Она молча развернулась и вышла из комнаты. В гостиной, в своей автолюльке, засопел, просыпаясь, Миша. Лена подошла, наклонилась, и ее накрыло волной такой острой, такой первобытной нежности и страха, что закружилась голова. Она взяла сына на руки. Теплый, пахнущий молоком комочек прижался к ней, и в этот момент она поняла, что больше не может быть «тихой Леночкой», которая всем улыбается и со всем соглашается, лишь бы не было скандала. Скандал уже начался. И поле битвы – ее дом. И главный приз в этой войне – ее ребенок.
***
Первые дни были адом, замаскированным под заботу. Раиса Петровна, как выяснилось, взяла на работе отпуск за свой счет на месяц, чтобы «помочь молодым». Она не уходила домой, ночевала в гостиной на диване, который быстро оброс ее вещами: халатом, бигуди, томиком кроссвордов. Она просыпалась раньше всех и начинала греметь на кухне кастрюлями, готовя «правильный, наваристый бульон для кормящей матери». Лена давилась этим жирным бульоном, потому что возразить означало выслушать получасовую лекцию о пользе холестерина для лактации.
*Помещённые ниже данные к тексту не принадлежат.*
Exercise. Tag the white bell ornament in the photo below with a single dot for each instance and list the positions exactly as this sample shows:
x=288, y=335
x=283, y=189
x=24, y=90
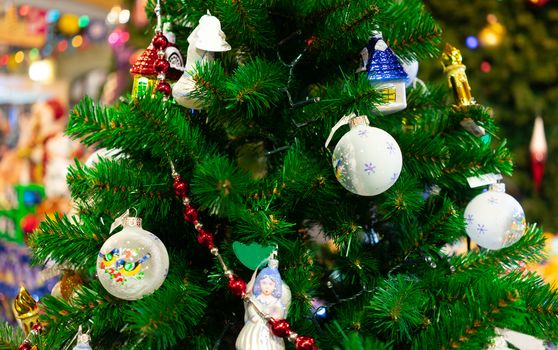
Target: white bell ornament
x=494, y=219
x=367, y=160
x=206, y=39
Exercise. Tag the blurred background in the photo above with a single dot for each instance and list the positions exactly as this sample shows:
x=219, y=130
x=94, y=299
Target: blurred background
x=55, y=52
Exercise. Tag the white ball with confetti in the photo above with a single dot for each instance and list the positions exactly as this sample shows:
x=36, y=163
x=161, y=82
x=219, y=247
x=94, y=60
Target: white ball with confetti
x=367, y=160
x=494, y=219
x=133, y=262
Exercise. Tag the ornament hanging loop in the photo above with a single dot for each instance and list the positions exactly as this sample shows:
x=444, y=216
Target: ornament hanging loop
x=126, y=220
x=343, y=121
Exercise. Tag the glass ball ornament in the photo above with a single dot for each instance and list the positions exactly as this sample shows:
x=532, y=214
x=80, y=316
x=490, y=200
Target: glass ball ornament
x=367, y=160
x=494, y=219
x=133, y=262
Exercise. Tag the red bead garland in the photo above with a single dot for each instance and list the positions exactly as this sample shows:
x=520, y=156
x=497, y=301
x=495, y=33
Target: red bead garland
x=236, y=285
x=160, y=42
x=205, y=238
x=305, y=343
x=280, y=327
x=190, y=214
x=180, y=187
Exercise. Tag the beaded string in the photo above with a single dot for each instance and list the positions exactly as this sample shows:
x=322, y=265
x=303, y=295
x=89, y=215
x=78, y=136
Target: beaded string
x=236, y=285
x=161, y=65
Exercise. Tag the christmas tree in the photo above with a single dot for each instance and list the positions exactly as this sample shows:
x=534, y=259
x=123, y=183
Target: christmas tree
x=228, y=170
x=513, y=44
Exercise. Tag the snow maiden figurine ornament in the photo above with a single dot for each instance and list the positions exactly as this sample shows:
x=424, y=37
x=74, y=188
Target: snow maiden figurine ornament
x=268, y=297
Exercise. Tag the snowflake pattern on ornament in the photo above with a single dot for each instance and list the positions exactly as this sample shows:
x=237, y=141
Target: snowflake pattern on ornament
x=469, y=219
x=339, y=167
x=369, y=168
x=363, y=133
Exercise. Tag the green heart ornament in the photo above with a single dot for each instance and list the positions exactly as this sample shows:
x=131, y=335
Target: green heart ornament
x=251, y=255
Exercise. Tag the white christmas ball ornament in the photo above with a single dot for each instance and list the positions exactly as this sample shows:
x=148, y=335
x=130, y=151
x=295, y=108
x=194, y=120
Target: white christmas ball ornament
x=494, y=219
x=133, y=262
x=367, y=160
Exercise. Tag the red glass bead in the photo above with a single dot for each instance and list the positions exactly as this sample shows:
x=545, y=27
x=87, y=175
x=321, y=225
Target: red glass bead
x=161, y=65
x=280, y=328
x=180, y=187
x=305, y=343
x=205, y=238
x=190, y=214
x=26, y=345
x=237, y=286
x=160, y=42
x=37, y=327
x=164, y=87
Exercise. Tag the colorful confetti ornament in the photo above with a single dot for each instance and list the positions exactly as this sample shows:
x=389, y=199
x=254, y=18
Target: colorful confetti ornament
x=494, y=219
x=133, y=262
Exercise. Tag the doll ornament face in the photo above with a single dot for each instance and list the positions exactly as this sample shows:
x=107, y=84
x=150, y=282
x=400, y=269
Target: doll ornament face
x=267, y=286
x=271, y=296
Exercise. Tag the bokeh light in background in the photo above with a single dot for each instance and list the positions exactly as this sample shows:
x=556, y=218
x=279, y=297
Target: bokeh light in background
x=42, y=71
x=77, y=41
x=472, y=42
x=486, y=67
x=19, y=57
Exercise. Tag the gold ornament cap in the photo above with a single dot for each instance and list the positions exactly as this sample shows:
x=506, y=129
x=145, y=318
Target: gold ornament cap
x=24, y=305
x=358, y=120
x=451, y=56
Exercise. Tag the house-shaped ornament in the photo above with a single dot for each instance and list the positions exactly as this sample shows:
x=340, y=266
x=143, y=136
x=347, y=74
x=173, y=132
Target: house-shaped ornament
x=386, y=74
x=145, y=76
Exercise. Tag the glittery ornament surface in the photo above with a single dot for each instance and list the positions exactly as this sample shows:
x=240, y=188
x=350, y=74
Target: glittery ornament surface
x=132, y=263
x=494, y=220
x=367, y=161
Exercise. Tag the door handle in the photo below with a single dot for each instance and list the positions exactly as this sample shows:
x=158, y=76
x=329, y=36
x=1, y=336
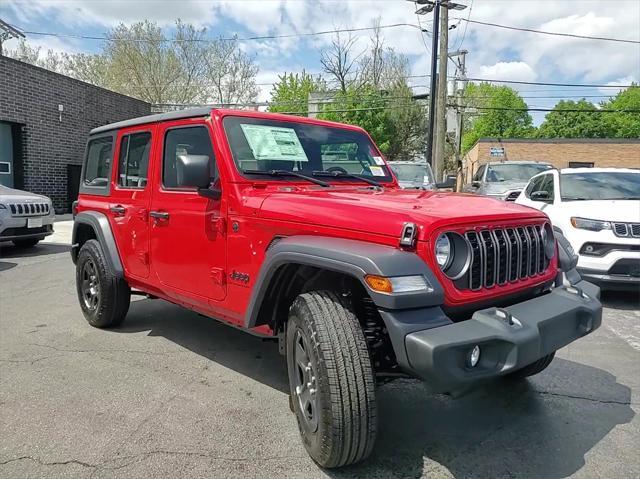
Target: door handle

– Не так держишь! – командовала она, когда Лена кормила Мишу. – Головку выше! А то захлебнется!
– Не так пеленаешь! Слишком туго! Ножки будут кривые!
– Почему он плачет? Ты его застудила! Дай сюда, я знаю, как успокоить!
Она выхватывала ребенка из рук Лены при любом удобном случае, начинала его трясти, укачивать, что-то приговаривая басовитым шепотом. Миша от этого пугался и кричал еще громче.
– Колики у него, – авторитетно заявляла Раиса Петровна. – Это потому что ты капусту ела. Я же говорила!
Лена не ела капусту. Она вообще почти ничего не ела, аппетит пропал совершенно. Она ходила по квартире тенью, вздрагивая от каждого шага свекрови. Ее мир, который должен был быть наполнен тихим счастьем материнства, превратился в полигон для испытаний чужой воли.
Сергей пытался быть буфером, но получалось у него скверно.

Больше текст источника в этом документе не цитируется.